在没有任何包的情况下查找基因组组合
Find combinations of genome without any package
我想知道在一个序列中有多少种基因组组合。我的意思是二进制组合:AA、AT、AG、AC、... 16 种组合;或 3 元素组合 ATG、ACG、... 64 种组合。我知道如何用一个包来做到这一点,我会在这里写下来。我想创建自己的代码来执行此
seqinr 包完美地完成了它的工作。那是我使用的代码;
install.packages('seqinr')
library(seqinr)
m = read.fasta(file='sequence.fasta')
mseq = m[[1]]
count(mseq,2) # gives how many binary combinations are found in the seq
count(mseq,3) # gives how many 3-elemented combinations are found in the seq
这是一种缓慢的方法。
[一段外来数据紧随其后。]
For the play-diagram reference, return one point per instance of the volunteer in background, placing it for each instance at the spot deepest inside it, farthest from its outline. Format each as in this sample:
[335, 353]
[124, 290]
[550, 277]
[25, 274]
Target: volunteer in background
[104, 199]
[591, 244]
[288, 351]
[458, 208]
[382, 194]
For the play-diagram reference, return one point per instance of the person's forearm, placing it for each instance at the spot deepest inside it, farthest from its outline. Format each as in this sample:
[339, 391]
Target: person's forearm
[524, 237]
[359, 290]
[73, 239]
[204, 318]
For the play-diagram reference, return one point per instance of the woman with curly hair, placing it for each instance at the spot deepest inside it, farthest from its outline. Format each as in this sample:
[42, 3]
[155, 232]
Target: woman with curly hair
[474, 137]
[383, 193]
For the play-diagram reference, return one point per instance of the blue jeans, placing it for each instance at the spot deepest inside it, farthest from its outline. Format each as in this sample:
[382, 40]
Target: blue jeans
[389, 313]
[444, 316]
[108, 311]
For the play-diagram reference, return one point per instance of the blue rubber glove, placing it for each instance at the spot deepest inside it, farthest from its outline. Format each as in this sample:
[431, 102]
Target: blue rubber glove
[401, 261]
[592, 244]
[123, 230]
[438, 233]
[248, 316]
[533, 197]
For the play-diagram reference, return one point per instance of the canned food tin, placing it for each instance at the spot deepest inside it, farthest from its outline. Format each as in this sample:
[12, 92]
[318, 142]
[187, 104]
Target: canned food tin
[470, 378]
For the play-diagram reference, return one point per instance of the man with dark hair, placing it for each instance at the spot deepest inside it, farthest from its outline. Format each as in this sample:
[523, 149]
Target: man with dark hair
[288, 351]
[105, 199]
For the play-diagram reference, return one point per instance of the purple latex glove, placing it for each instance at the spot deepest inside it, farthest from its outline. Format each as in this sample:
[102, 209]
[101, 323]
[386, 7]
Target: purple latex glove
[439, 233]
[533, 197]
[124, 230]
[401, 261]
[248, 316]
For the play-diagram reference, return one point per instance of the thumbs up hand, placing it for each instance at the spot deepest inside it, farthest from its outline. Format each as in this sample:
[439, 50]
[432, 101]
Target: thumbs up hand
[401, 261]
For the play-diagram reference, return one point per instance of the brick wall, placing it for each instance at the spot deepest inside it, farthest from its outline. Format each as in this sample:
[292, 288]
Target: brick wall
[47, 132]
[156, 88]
我确信它在 bioconductor 包中更快。
# some practice data
mseq = paste(sample(c("A", "C", "G", "T"), 1000, rep=T), collapse="")
# define a function called count
count = function(mseq, n){
# split the sequence into every possible sub sequence of length n
x = sapply(1:(nchar(mseq) - n + 1), function(i) substr(mseq, i, i+n-1))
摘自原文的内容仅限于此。